Par la suite, après avoir enseigné en milieu scolaire spécialisé, le jeune anthropologue, s'étant aperçu qu'on trouvait très peu de documents sur les Yéniches, a rencontré le Dr Schmidt connu à Erstein pour avoir soigné et s'être intéressé à cette population. il a ainsi pu côtoyer quelques familles et approfondir le sujet.
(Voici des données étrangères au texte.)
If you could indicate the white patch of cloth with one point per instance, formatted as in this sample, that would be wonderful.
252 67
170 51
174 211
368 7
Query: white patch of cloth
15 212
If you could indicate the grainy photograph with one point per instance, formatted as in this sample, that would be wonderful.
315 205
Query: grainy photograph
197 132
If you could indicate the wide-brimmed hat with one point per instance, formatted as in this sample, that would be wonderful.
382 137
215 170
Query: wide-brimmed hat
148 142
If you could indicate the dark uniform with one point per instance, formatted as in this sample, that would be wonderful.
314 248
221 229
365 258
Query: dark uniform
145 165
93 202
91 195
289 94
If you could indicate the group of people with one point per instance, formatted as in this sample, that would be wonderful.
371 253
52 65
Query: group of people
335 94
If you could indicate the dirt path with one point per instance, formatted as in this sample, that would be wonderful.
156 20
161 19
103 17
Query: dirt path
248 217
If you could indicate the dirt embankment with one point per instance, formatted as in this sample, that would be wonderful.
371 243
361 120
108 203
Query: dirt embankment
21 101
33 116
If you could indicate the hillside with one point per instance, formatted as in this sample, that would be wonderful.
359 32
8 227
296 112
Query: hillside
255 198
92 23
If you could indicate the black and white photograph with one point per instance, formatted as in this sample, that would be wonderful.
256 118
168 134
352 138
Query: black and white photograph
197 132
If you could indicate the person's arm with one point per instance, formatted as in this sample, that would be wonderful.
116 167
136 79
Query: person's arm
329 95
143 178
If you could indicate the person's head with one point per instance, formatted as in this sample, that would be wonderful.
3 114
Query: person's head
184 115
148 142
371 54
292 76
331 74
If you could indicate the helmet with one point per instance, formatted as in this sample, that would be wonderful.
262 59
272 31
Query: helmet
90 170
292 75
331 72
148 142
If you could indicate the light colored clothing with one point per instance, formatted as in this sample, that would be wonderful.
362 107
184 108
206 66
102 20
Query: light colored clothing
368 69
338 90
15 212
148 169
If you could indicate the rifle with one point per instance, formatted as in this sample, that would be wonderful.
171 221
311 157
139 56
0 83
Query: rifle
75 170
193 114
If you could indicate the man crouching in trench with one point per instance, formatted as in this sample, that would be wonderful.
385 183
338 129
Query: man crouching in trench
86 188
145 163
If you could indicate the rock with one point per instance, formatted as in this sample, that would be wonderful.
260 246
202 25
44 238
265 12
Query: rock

Apparus en Alsace vers 1820
Ce peuple nomade d'origine alémanique apparaît au Moyen Age dans la catégorie sociale la plus pauvre : les serfs de la société féodale. Rejetés des villes, ils errent dans les campagnes de Land en Land, se forgeant une langue et une identité. « Ils ont gardé l'allemand comme base, tout en inventant d'autres mots afin de se comprendre entre eux sans être compris des autres », explique Rémy Welschinger. Avec le yéniche comme langue commune, ils vivent en clan et se marient entre eux. Cette endogamie leur donne une morphologie caractéristique de blonds aux yeux bleus, qui les distingue des Tziganes, nomades parfois parodiés lors des défilés eux aussi, mais
originaires d'Inde et plutôt bruns.
Les Yéniches sont apparus en Alsace vers 1820, lors d'une crise économique en Allemagne. Ils cantonnent surtout dans le Ried, plantant leurs tentes dans les plaines humides le long du Rhin. Là, ils découvrent les saules, et c'est probablement en Alsace qu'ils s'adonnent à la vannerie pour la première fois. Ils vendent paniers aux producteurs de pommes de terre et aux vignerons. Pendant près de deux siècles, ils sillonneront ainsi les villages, proposant leurs services aux habitants et échangeant leur production ou savoir-faire pour un peu de beurre, de lait ou quelques
oeufs afin de nourrir leurs familles nombreuses. Les enfants sont très importants pour eux : souvent les pères tatouent le visage d'un nouveau-né sur leur épaule. Ils sont d'ailleurs très protecteurs, de peur qu'on leur vole leur enfant, surtout après la Deuxième Guerre mondiale où, à l'instar des Roms, ils ont été persécutés et déportés.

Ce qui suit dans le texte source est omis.